I think the harmfulness of offsetting's focus on collectively anthropogenic sources of suffering is still being underestimated in these conversation. (I'm using "collectively anthropogenic" because there are potential sources of badness like UFAI that are anthropogenic, but only caused by a few people to the idea of offsetting would be useless to spread to most people to address the problem of UFAI. Also, offsetting the harm done by UFAI would be, uh, tricky.) I think offsetting might even reenforce a non-interventionist mindset that could prove extremely harmful for addressing problems like wild animal suffering.

One good aspect of offsetting that I think I initially underestimated is the way it can be used as a psychological tool for beginning to alieve that a cause area matters. For example, I can imagine an individual who is beginning to suspect animals suffering is important, but finds the idea of vegetarianism or veganism daunting, and shies away from it and thus doesn't want to think more about animal suffering. For them, offsetting could be a good bridge step. I don't think this conflicts with anything I said, but I don't want people to feel like it's shameful to use this tool.

I'd want to add on to:

Pro 3: If you're just offsetting, it's worth only as much as one additional vegan (if your numbers are right). I haven't seen evidence that ethical offsetting leads to big regular donors. It may, and if you just meant to bring up the possibility that seems reasonable.

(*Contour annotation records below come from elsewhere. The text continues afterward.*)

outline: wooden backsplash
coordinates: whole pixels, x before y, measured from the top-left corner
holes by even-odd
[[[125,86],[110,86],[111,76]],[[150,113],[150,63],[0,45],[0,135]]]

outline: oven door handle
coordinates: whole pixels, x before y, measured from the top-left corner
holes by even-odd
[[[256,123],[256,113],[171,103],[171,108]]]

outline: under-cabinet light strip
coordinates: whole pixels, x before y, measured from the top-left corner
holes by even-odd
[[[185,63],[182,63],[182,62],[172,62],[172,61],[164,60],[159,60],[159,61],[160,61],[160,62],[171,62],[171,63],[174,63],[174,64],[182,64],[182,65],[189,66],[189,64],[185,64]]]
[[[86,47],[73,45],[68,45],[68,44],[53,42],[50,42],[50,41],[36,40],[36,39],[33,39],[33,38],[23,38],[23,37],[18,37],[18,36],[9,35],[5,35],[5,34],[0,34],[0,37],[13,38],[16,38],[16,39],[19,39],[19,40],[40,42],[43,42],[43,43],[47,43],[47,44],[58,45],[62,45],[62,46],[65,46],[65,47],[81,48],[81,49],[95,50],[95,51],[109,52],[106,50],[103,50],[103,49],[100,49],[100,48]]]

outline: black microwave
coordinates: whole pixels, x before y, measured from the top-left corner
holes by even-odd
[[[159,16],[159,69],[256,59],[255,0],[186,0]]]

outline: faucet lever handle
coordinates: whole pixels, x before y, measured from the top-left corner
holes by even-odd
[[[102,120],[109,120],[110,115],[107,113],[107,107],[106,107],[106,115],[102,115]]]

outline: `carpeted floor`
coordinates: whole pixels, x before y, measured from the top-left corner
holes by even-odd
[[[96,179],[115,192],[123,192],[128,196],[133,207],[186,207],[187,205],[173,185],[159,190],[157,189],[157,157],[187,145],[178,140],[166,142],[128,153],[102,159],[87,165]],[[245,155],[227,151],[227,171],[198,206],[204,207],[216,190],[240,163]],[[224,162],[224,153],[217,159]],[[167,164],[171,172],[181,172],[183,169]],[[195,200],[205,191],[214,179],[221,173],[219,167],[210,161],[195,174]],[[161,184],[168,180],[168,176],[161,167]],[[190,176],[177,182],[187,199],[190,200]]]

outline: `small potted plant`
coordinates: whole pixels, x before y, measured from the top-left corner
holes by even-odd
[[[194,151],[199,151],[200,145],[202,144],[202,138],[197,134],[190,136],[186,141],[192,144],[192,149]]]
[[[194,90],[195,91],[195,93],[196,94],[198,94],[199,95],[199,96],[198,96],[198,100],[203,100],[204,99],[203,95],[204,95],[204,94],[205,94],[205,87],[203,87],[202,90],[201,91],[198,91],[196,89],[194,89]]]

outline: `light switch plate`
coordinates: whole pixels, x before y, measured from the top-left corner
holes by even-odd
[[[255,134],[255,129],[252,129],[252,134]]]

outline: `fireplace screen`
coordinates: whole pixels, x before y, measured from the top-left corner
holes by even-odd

Pro 4: People who eat animal products can donate to animal charities even if it's not offsetting. That's great! But you don't need offsetting to introduce that possibility. I think offsetting harmfully frames the discussion around them "making up" for their behavior, instead of possibly just making large donations that help lots of animals. Many vegetarians enthusiastically make large donations to animal charities, which is wonderful, without worrying about offsetting. I don't know what happened at your last meetup but I think it's awesome when nonvegans donate to animal charities. Pro 6: I'm not sure how offsetting helps bridge this schism well. I can imagine some arguments about how it would help, and others about how it would hurt.

Con 5: I'm not sure how offsetting signals a willingness to defect. Could you explain that more?